Ame apenas, pois o tempo nunca pode acabar com um amor sem explicação"

5 comentários:

Pitanga Doce disse...

Não Ana. Não basta um amor e uma cabana mas também não chega apenas a amizade que fica ou viramos irmãos. Há que alimentar alguma coisa que ainda nos faça levantar o pezinho quando beijamos ou estamos tramadas como mulher.

Quanto a esquecer amores que nos marcaram, nem tentes.
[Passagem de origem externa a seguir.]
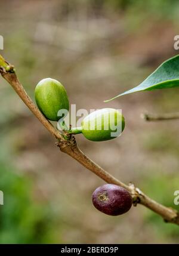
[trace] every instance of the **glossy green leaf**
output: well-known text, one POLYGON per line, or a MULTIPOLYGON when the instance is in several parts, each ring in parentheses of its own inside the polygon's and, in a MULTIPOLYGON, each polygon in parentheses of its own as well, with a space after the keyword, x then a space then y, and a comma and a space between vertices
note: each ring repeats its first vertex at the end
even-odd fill
POLYGON ((141 91, 152 91, 179 87, 179 55, 163 62, 153 73, 141 84, 132 89, 106 100, 114 100, 119 96, 141 91))

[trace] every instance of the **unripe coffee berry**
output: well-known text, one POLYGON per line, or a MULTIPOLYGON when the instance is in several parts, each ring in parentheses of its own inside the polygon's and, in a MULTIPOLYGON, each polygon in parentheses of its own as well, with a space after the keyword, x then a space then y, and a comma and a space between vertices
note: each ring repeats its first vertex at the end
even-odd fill
POLYGON ((58 121, 60 110, 69 110, 69 102, 66 91, 62 84, 55 79, 45 78, 35 90, 36 104, 39 110, 49 120, 58 121))
POLYGON ((92 203, 101 212, 112 216, 128 211, 132 198, 128 190, 117 185, 106 184, 98 187, 92 194, 92 203))
POLYGON ((121 113, 107 108, 92 112, 84 118, 81 127, 72 128, 69 132, 82 133, 86 138, 93 141, 103 141, 118 137, 124 127, 125 120, 121 113))

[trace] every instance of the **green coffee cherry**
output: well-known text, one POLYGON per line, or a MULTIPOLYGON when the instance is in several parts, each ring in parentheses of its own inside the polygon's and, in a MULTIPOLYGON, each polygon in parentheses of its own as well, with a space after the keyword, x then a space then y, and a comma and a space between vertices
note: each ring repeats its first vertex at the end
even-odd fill
POLYGON ((36 104, 44 116, 52 121, 58 121, 60 109, 69 110, 69 102, 66 91, 62 84, 52 78, 41 80, 35 90, 36 104))
POLYGON ((122 115, 116 109, 109 108, 94 111, 84 118, 81 127, 72 128, 69 132, 73 134, 82 133, 93 141, 103 141, 118 137, 124 127, 122 115))

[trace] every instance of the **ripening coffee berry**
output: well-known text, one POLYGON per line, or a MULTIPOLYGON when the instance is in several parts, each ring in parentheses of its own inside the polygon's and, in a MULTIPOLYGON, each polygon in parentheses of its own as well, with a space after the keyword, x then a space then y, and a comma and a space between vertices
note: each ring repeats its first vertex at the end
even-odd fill
POLYGON ((116 216, 128 211, 132 198, 128 190, 117 185, 106 184, 98 187, 92 194, 92 203, 101 212, 116 216))
POLYGON ((93 141, 112 140, 119 136, 125 127, 125 120, 119 111, 103 109, 94 111, 82 121, 81 127, 72 128, 70 133, 82 133, 93 141))
POLYGON ((45 78, 41 80, 35 90, 36 104, 39 110, 49 120, 58 121, 58 112, 69 110, 69 102, 66 91, 62 84, 55 79, 45 78))

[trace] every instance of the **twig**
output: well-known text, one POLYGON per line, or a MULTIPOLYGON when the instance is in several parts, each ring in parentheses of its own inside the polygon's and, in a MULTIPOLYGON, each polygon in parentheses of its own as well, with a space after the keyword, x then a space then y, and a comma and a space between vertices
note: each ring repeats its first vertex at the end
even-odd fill
POLYGON ((141 118, 146 121, 160 121, 162 120, 172 120, 179 119, 179 113, 168 113, 165 114, 142 114, 141 118))
POLYGON ((12 86, 34 115, 44 125, 47 129, 57 139, 58 142, 57 144, 61 151, 67 153, 76 159, 81 165, 95 174, 106 182, 116 184, 127 189, 131 193, 133 198, 133 204, 134 206, 136 206, 137 203, 143 205, 161 215, 166 222, 170 222, 179 225, 179 212, 169 207, 166 207, 151 199, 141 192, 139 189, 135 187, 133 184, 129 184, 129 186, 127 186, 120 180, 116 179, 88 158, 79 149, 73 136, 68 134, 66 134, 66 136, 65 137, 63 136, 63 135, 47 120, 28 96, 17 77, 14 66, 5 61, 1 55, 0 73, 2 77, 12 86))

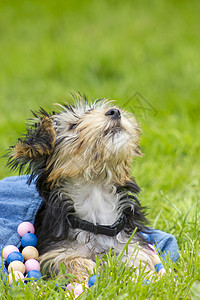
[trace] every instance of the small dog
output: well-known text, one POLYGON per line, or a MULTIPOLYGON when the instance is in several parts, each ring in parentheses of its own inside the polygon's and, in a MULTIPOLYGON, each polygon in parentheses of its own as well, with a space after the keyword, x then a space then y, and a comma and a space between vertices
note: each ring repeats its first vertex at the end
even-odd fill
POLYGON ((140 234, 147 220, 130 177, 132 159, 141 155, 136 119, 106 99, 89 102, 80 94, 74 106, 60 108, 34 113, 8 161, 31 173, 43 198, 35 220, 42 273, 57 275, 62 262, 86 281, 95 256, 121 253, 135 229, 124 260, 154 272, 160 260, 140 234))

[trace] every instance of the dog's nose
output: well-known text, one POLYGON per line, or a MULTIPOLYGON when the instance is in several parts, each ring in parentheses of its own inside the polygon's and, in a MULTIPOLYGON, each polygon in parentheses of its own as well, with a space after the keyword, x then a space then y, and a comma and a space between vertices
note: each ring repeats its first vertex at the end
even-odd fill
POLYGON ((121 119, 121 113, 117 108, 111 108, 106 113, 105 116, 111 116, 112 119, 119 120, 121 119))

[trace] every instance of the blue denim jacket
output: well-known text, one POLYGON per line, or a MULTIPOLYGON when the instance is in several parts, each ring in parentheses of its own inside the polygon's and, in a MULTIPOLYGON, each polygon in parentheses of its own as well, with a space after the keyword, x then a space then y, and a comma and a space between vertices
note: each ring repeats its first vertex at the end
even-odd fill
MULTIPOLYGON (((20 247, 21 238, 17 227, 24 221, 34 223, 35 215, 42 204, 34 183, 27 184, 28 176, 13 176, 0 181, 0 247, 20 247)), ((148 242, 156 245, 163 259, 176 261, 178 245, 173 235, 153 229, 150 234, 142 233, 148 242)), ((0 260, 0 270, 5 269, 0 260)))

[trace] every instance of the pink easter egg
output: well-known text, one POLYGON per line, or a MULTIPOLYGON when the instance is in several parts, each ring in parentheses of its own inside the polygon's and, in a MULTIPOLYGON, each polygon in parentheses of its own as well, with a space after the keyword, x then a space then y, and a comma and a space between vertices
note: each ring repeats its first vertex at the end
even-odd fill
POLYGON ((83 292, 83 286, 82 284, 77 284, 74 288, 74 295, 75 297, 78 297, 83 292))
POLYGON ((13 276, 15 278, 16 281, 18 281, 19 279, 23 279, 24 275, 22 274, 22 272, 20 271, 14 271, 13 274, 10 273, 8 276, 8 283, 9 285, 11 285, 13 283, 13 276))
POLYGON ((25 269, 26 273, 32 270, 40 271, 40 263, 36 259, 30 258, 25 262, 25 269))
POLYGON ((3 249, 3 258, 7 259, 8 255, 12 252, 19 252, 19 249, 14 245, 8 245, 3 249))
POLYGON ((67 290, 70 291, 70 292, 72 292, 73 289, 74 289, 74 288, 73 288, 72 284, 69 283, 69 284, 67 285, 67 290))
POLYGON ((23 237, 26 233, 35 233, 35 227, 30 222, 23 222, 17 228, 18 234, 23 237))

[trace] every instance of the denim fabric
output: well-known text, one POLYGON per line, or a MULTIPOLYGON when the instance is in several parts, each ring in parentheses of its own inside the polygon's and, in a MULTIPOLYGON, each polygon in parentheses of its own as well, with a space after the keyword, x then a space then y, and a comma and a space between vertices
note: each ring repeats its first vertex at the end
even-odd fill
MULTIPOLYGON (((13 176, 0 181, 0 248, 7 245, 20 247, 17 233, 20 223, 33 223, 42 199, 34 184, 27 184, 28 176, 13 176)), ((0 269, 5 270, 0 259, 0 269)))
MULTIPOLYGON (((14 176, 0 181, 0 247, 20 247, 18 225, 24 221, 34 223, 35 215, 41 206, 42 199, 34 183, 28 185, 27 180, 28 176, 14 176)), ((174 236, 154 229, 151 234, 142 234, 150 243, 156 245, 163 259, 166 256, 174 261, 178 259, 178 246, 174 236)), ((4 263, 2 266, 0 260, 0 270, 6 272, 4 263)))
POLYGON ((156 249, 163 260, 171 259, 177 261, 179 258, 178 244, 175 237, 172 234, 166 233, 161 230, 151 229, 151 233, 141 232, 147 242, 156 246, 156 249))

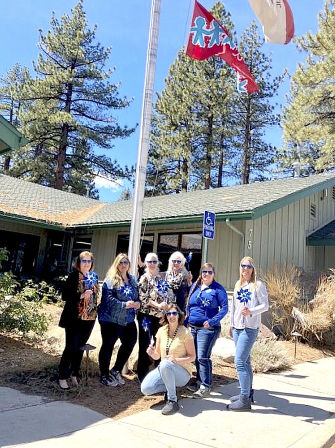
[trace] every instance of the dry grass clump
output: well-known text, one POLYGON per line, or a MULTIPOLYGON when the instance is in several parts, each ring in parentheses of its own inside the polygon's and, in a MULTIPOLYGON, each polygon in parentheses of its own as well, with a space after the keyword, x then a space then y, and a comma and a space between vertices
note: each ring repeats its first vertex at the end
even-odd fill
POLYGON ((323 334, 335 326, 335 270, 330 270, 322 275, 315 296, 310 303, 309 309, 302 312, 294 308, 292 314, 296 328, 306 339, 315 336, 320 341, 323 334))
POLYGON ((273 340, 258 339, 252 349, 251 358, 256 373, 282 370, 292 366, 284 348, 273 340))
POLYGON ((263 274, 266 286, 273 319, 272 329, 287 338, 294 324, 292 310, 297 306, 302 293, 300 270, 294 266, 275 264, 263 274))

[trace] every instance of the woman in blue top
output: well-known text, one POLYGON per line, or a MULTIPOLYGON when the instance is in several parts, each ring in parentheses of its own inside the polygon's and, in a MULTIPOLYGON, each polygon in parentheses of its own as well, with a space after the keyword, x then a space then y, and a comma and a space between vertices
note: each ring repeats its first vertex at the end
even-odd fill
POLYGON ((138 310, 137 280, 128 273, 130 264, 126 254, 119 254, 106 274, 102 285, 98 316, 102 344, 99 352, 100 382, 104 386, 126 384, 121 372, 137 340, 135 324, 138 310), (115 343, 121 342, 114 368, 110 364, 115 343))
POLYGON ((227 293, 215 281, 214 274, 214 266, 205 263, 186 302, 186 324, 194 338, 196 353, 196 382, 188 388, 194 391, 194 398, 204 398, 210 394, 212 374, 212 350, 220 334, 220 321, 228 312, 227 293))
POLYGON ((234 288, 230 312, 230 334, 236 346, 235 366, 240 393, 230 398, 230 410, 248 410, 254 402, 252 369, 250 353, 262 322, 262 314, 268 309, 264 284, 258 280, 252 258, 244 256, 240 264, 240 278, 234 288))

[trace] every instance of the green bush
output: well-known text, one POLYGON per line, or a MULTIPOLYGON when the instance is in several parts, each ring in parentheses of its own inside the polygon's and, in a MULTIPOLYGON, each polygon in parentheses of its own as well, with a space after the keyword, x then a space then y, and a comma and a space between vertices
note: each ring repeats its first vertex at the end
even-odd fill
POLYGON ((0 330, 22 332, 30 331, 42 334, 46 331, 50 318, 40 311, 40 304, 27 302, 18 293, 7 296, 0 302, 0 330))

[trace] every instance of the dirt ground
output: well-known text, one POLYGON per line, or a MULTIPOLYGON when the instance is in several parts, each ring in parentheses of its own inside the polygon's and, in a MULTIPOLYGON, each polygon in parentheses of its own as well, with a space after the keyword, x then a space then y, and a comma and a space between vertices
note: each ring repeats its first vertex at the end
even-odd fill
MULTIPOLYGON (((64 330, 57 326, 59 308, 48 306, 46 311, 52 317, 53 323, 42 342, 34 340, 28 342, 13 336, 0 334, 0 386, 43 396, 52 400, 66 400, 82 404, 114 419, 162 404, 162 394, 143 396, 136 376, 131 370, 129 374, 124 376, 126 382, 124 386, 107 388, 100 384, 97 362, 100 338, 98 324, 94 326, 88 341, 96 346, 96 350, 90 355, 87 384, 86 355, 84 355, 82 366, 83 378, 79 387, 66 390, 61 390, 58 386, 57 374, 60 355, 64 348, 64 330), (94 352, 95 352, 94 354, 94 352)), ((278 342, 278 344, 284 346, 294 364, 335 356, 334 352, 298 344, 294 358, 294 344, 284 341, 278 342)), ((236 379, 234 364, 220 359, 214 360, 213 373, 214 386, 227 384, 236 379)), ((190 392, 186 388, 182 388, 178 393, 180 398, 190 396, 190 392)))

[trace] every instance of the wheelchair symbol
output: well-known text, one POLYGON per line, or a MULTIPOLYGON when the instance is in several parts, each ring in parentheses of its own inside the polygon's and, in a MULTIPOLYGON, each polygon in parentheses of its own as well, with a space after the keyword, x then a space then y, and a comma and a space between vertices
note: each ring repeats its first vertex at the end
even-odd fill
POLYGON ((213 222, 212 220, 212 218, 210 218, 210 215, 209 212, 207 212, 207 216, 206 216, 206 224, 208 226, 212 226, 213 224, 213 222))

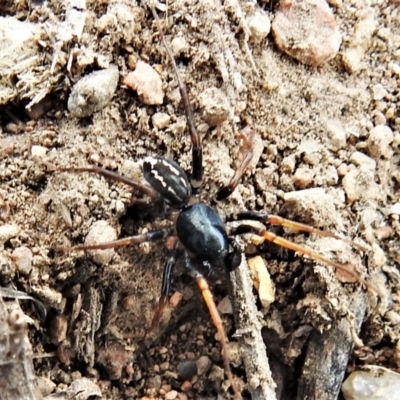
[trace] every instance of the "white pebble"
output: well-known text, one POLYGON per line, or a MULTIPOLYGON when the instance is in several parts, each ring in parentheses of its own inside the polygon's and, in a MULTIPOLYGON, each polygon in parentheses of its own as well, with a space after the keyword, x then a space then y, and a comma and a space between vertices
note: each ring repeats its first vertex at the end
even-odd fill
POLYGON ((400 203, 394 203, 392 207, 390 207, 389 214, 400 215, 400 203))
POLYGON ((350 162, 358 167, 368 168, 371 171, 375 171, 376 169, 376 161, 373 158, 368 157, 366 154, 361 153, 361 151, 355 151, 350 156, 350 162))
POLYGON ((400 374, 377 365, 354 371, 344 381, 342 392, 346 400, 400 399, 400 374))
POLYGON ((393 153, 390 147, 390 143, 392 142, 393 132, 388 126, 378 125, 371 129, 367 140, 367 148, 370 156, 390 158, 393 153))
POLYGON ((43 158, 47 153, 46 147, 43 146, 32 146, 31 147, 31 155, 32 157, 43 158))
POLYGON ((11 257, 21 274, 28 275, 31 272, 33 254, 30 249, 25 246, 17 247, 11 257))
POLYGON ((161 105, 164 101, 161 77, 144 61, 137 62, 135 71, 125 77, 124 85, 135 90, 144 104, 161 105))
POLYGON ((20 232, 20 228, 17 225, 4 224, 0 226, 0 245, 7 242, 11 238, 17 236, 20 232))
POLYGON ((164 129, 171 122, 171 117, 166 113, 155 113, 151 117, 151 122, 153 123, 155 128, 164 129))
MULTIPOLYGON (((96 221, 86 236, 85 245, 107 243, 116 239, 117 232, 107 221, 96 221)), ((90 255, 95 263, 107 265, 114 255, 114 249, 91 250, 90 255)))

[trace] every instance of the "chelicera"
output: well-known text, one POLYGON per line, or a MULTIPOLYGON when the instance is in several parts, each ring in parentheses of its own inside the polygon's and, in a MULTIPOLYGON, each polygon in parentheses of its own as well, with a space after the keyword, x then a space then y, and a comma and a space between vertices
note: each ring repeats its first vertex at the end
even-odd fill
MULTIPOLYGON (((152 12, 155 19, 159 23, 158 17, 153 9, 152 12)), ((242 223, 236 227, 231 227, 228 235, 226 223, 231 221, 247 220, 258 221, 264 225, 269 224, 283 226, 297 231, 315 233, 318 235, 347 241, 346 239, 336 236, 333 233, 321 231, 309 225, 291 221, 277 215, 270 215, 254 211, 243 211, 235 215, 227 216, 226 221, 223 222, 217 211, 201 201, 200 194, 203 183, 202 144, 195 128, 193 112, 189 102, 186 86, 180 77, 174 57, 172 56, 168 44, 166 43, 160 24, 159 29, 161 39, 164 42, 166 52, 172 63, 178 81, 188 122, 188 129, 192 144, 190 176, 188 176, 176 162, 162 157, 146 157, 143 160, 143 175, 147 184, 136 182, 128 177, 123 177, 115 172, 100 167, 60 168, 60 170, 74 173, 96 173, 108 179, 122 182, 134 190, 149 196, 154 201, 160 199, 163 200, 168 207, 178 212, 178 217, 176 218, 175 223, 167 228, 152 230, 141 235, 127 237, 108 243, 88 246, 75 246, 69 250, 107 249, 172 237, 174 244, 172 249, 169 250, 169 256, 164 264, 161 295, 150 329, 154 328, 161 318, 162 311, 168 301, 174 266, 178 257, 183 255, 185 269, 187 273, 194 278, 199 289, 201 290, 213 323, 218 331, 224 358, 225 372, 235 392, 235 398, 240 399, 241 394, 239 393, 232 379, 232 373, 229 365, 227 338, 223 329, 223 323, 213 301, 213 297, 207 282, 207 277, 215 268, 222 267, 227 271, 232 271, 239 266, 241 260, 241 250, 233 237, 235 235, 249 233, 255 234, 316 261, 322 262, 336 269, 340 269, 353 276, 353 278, 358 281, 361 281, 361 278, 355 272, 353 272, 349 266, 341 265, 326 259, 321 255, 294 242, 277 236, 276 234, 268 231, 266 228, 259 228, 249 223, 242 223)), ((216 200, 221 201, 226 199, 235 190, 251 159, 252 151, 250 149, 246 154, 244 154, 242 163, 229 184, 217 191, 215 195, 216 200)), ((353 242, 350 243, 355 245, 353 242)))

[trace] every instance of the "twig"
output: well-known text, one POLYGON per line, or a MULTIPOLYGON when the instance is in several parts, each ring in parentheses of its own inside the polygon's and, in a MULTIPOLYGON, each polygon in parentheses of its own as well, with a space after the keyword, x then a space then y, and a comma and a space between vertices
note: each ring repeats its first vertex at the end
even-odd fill
POLYGON ((237 335, 240 335, 251 398, 252 400, 276 400, 276 384, 272 379, 265 344, 261 336, 260 314, 255 305, 253 285, 244 256, 240 266, 231 272, 231 282, 237 335))

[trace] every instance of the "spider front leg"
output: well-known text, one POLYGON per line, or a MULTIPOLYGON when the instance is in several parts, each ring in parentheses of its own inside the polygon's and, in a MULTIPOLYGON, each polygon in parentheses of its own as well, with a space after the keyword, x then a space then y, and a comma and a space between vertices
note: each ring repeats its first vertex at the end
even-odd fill
MULTIPOLYGON (((235 393, 235 399, 242 400, 242 395, 240 394, 239 390, 237 389, 237 387, 233 381, 233 375, 232 375, 231 367, 229 365, 228 339, 225 334, 224 325, 223 325, 221 316, 219 314, 219 311, 217 309, 217 306, 215 304, 215 301, 213 299, 213 295, 211 293, 207 279, 204 277, 203 273, 199 271, 199 268, 196 265, 195 261, 191 260, 188 256, 186 256, 186 259, 185 259, 185 267, 186 267, 186 271, 189 273, 189 275, 195 279, 197 286, 199 287, 201 294, 203 296, 203 299, 207 305, 207 308, 210 313, 211 319, 214 323, 214 326, 217 329, 217 333, 218 333, 219 340, 221 342, 221 347, 222 347, 222 356, 224 359, 225 374, 226 374, 226 376, 232 386, 232 389, 235 393)), ((203 263, 202 267, 204 267, 203 269, 208 270, 207 274, 209 274, 209 272, 210 272, 209 270, 212 268, 211 264, 208 262, 203 263)))
POLYGON ((353 247, 355 247, 359 250, 366 251, 366 248, 364 246, 362 246, 356 242, 353 242, 352 240, 335 235, 332 232, 323 231, 321 229, 314 228, 311 225, 302 224, 301 222, 296 222, 296 221, 293 221, 293 220, 287 219, 287 218, 282 218, 279 215, 264 214, 264 213, 259 213, 256 211, 243 211, 236 215, 230 215, 227 218, 227 221, 244 221, 244 220, 259 221, 262 223, 269 223, 271 225, 283 226, 285 228, 293 229, 293 230, 296 230, 299 232, 314 233, 319 236, 331 237, 331 238, 349 243, 350 245, 352 245, 353 247))
MULTIPOLYGON (((246 218, 246 219, 249 219, 249 218, 246 218)), ((305 247, 300 246, 297 243, 287 240, 281 236, 278 236, 275 233, 270 232, 266 229, 257 228, 252 225, 243 224, 243 225, 239 225, 236 228, 233 228, 231 233, 232 233, 232 235, 243 235, 243 234, 247 234, 247 233, 253 233, 253 234, 260 236, 272 243, 278 244, 289 250, 293 250, 297 253, 307 256, 315 261, 319 261, 325 265, 329 265, 337 270, 343 271, 345 274, 351 276, 354 280, 361 282, 362 284, 368 286, 368 284, 356 272, 354 272, 351 269, 351 266, 349 266, 347 264, 339 264, 332 260, 329 260, 328 258, 325 258, 325 257, 321 256, 320 254, 316 253, 315 251, 306 249, 305 247)), ((335 237, 335 236, 333 236, 333 237, 335 237)))
POLYGON ((167 305, 169 292, 171 288, 171 282, 172 282, 172 273, 174 271, 177 257, 178 257, 178 241, 176 240, 174 248, 171 251, 171 254, 168 257, 166 263, 164 264, 162 284, 161 284, 161 296, 158 300, 157 310, 154 313, 150 328, 146 332, 145 336, 147 336, 147 334, 152 330, 154 330, 154 328, 158 325, 162 316, 162 312, 164 311, 164 308, 167 305))
POLYGON ((186 85, 182 80, 182 77, 179 73, 178 66, 176 65, 175 58, 172 54, 172 51, 165 39, 164 32, 161 26, 160 18, 158 17, 154 7, 149 3, 149 8, 153 13, 154 19, 157 21, 159 34, 161 36, 161 40, 163 41, 165 50, 168 54, 168 58, 171 61, 172 68, 175 72, 176 79, 178 81, 179 91, 182 97, 182 103, 185 110, 186 120, 188 122, 190 140, 192 142, 192 173, 190 176, 190 185, 192 187, 192 193, 194 195, 199 195, 203 183, 203 148, 201 145, 200 136, 196 130, 196 126, 194 123, 194 116, 192 106, 189 101, 189 96, 187 93, 186 85))
POLYGON ((79 168, 58 168, 58 171, 61 172, 74 172, 74 173, 81 173, 81 172, 90 172, 94 174, 98 174, 104 176, 105 178, 125 183, 125 185, 130 186, 131 188, 150 196, 154 200, 158 200, 160 198, 159 194, 150 186, 144 185, 130 178, 126 178, 122 175, 119 175, 115 172, 109 171, 105 168, 100 167, 79 167, 79 168))
POLYGON ((78 245, 74 247, 61 246, 57 247, 56 251, 67 252, 67 251, 79 251, 79 250, 106 250, 116 247, 128 246, 130 244, 140 244, 144 242, 154 242, 156 240, 165 239, 171 236, 174 231, 173 227, 156 229, 154 231, 149 231, 141 235, 130 236, 123 239, 113 240, 112 242, 91 244, 91 245, 78 245))

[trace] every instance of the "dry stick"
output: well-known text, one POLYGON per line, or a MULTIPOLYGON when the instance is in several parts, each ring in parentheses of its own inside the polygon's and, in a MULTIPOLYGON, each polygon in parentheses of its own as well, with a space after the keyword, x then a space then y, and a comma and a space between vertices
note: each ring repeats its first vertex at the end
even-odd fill
POLYGON ((42 399, 36 387, 32 346, 21 309, 9 312, 0 296, 0 399, 42 399))
POLYGON ((276 400, 276 384, 272 379, 267 351, 261 336, 260 313, 256 307, 253 283, 244 255, 239 267, 230 275, 236 327, 241 337, 241 354, 248 390, 252 400, 276 400))
POLYGON ((337 319, 332 328, 310 334, 297 389, 297 400, 336 400, 354 347, 352 329, 360 331, 367 309, 367 295, 361 290, 349 295, 354 319, 337 319))

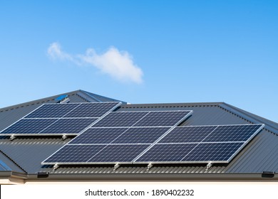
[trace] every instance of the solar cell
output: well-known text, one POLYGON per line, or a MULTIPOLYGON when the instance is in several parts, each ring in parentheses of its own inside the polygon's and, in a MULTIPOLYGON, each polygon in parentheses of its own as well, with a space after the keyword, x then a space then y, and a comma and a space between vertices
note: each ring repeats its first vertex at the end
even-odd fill
POLYGON ((78 134, 120 104, 121 102, 44 104, 0 134, 78 134))
POLYGON ((149 144, 117 144, 108 145, 96 156, 88 161, 88 163, 118 163, 131 161, 142 153, 149 144))
POLYGON ((242 142, 201 143, 181 161, 185 162, 228 162, 242 142))
POLYGON ((246 141, 262 124, 219 126, 203 142, 246 141))
POLYGON ((2 131, 0 134, 7 135, 38 134, 56 121, 57 121, 56 119, 21 119, 2 131))
POLYGON ((71 145, 68 144, 57 151, 47 158, 48 163, 86 163, 94 154, 104 149, 105 145, 71 145))
POLYGON ((128 128, 89 128, 70 144, 109 144, 128 128))
POLYGON ((60 118, 80 104, 45 104, 24 118, 60 118))
POLYGON ((119 102, 83 103, 63 117, 101 117, 118 104, 119 102))
POLYGON ((170 127, 130 128, 112 143, 113 144, 153 144, 170 127))
POLYGON ((191 111, 167 111, 150 112, 141 120, 134 124, 134 127, 172 127, 179 122, 191 111))
POLYGON ((97 119, 60 119, 56 122, 43 130, 43 134, 78 134, 92 124, 97 119))
POLYGON ((159 143, 200 142, 216 127, 217 126, 177 127, 159 143))
POLYGON ((93 127, 130 127, 145 116, 148 112, 110 112, 93 127))
POLYGON ((155 144, 135 162, 179 162, 197 144, 155 144))

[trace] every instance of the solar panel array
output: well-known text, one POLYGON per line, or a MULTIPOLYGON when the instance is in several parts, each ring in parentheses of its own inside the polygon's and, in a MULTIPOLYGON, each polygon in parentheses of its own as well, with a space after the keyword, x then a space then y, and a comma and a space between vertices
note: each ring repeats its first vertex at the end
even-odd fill
POLYGON ((177 127, 190 112, 110 112, 42 164, 228 163, 264 127, 177 127))
POLYGON ((228 163, 263 124, 175 127, 152 145, 137 163, 228 163))
POLYGON ((1 131, 0 134, 77 135, 120 104, 44 104, 1 131))
POLYGON ((130 163, 191 113, 192 111, 110 112, 43 163, 130 163), (84 152, 86 149, 93 153, 84 152), (82 160, 78 156, 82 156, 82 160))

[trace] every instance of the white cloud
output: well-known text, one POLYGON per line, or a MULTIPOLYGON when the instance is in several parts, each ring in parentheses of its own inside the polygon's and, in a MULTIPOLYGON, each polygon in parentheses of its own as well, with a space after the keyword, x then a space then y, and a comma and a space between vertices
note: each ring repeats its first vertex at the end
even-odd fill
POLYGON ((102 54, 89 48, 85 55, 71 55, 63 52, 59 43, 53 43, 47 52, 53 60, 68 60, 77 65, 88 64, 121 82, 143 82, 143 71, 134 64, 132 56, 128 52, 119 51, 115 47, 110 47, 102 54))

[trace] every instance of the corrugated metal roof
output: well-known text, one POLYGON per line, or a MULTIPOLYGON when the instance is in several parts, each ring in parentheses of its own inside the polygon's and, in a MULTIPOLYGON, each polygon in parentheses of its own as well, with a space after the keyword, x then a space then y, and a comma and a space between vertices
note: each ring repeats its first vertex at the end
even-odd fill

Eles podem voltar com a força toda nem que levem muitos anos.

beijos em fim de sábado

Mike disse...

"... com um amor sem explicação": também entendo assim. Há coisas que as pessoas insistem em explicar e só depois de amadurecerem percebem que há algumas que não se explicam. E concordo com a Pitanga, i.e., os brasileiros usam uma palavra que em português de Portugal é feia, mas quando se perde entre o casal, o maor já era. ;-)

Pitanga Doce disse...

Entendi a palavra, Mike, e concordo contigo. Já era mesmo!

bacouca disse...

Pitanga,
Os amores são diferentes. Um casal quando se ama o seu amor passa por diversas fases mais amadurecidas mas nunca deixando de se amar como homem e mulher. Até há uma frase que eu aprendi: o amor é como a lua - se não cresce,decresce! Claro que tem que ser "trabalhado", mimado para não perder a surpresa, o interesse e continuar a fazer sentir um arrepio,num gesto, num olhar, etc,etc!
A Liz Taylor toda a vida,quem amou verdadeiramente? Mas quantas vezes se casou para acabar sempre na desilução?
Beijo

bacouca disse...

Mike
À Pitanga dei o exemplo da Liz Taylor: o grande amor da vida dela até nem tinha explicação: nao lhe dava estabelidade, nao a ajudava em nada.
Quanto à palavra "feia" em português, claro que é como o sal para a comida: em novos abusamos, na meia idade vamos moderando lentamente e quando chegar aos 80 uma pitada também lhe dá graça!
E deixa de haver um verdadeiro amor?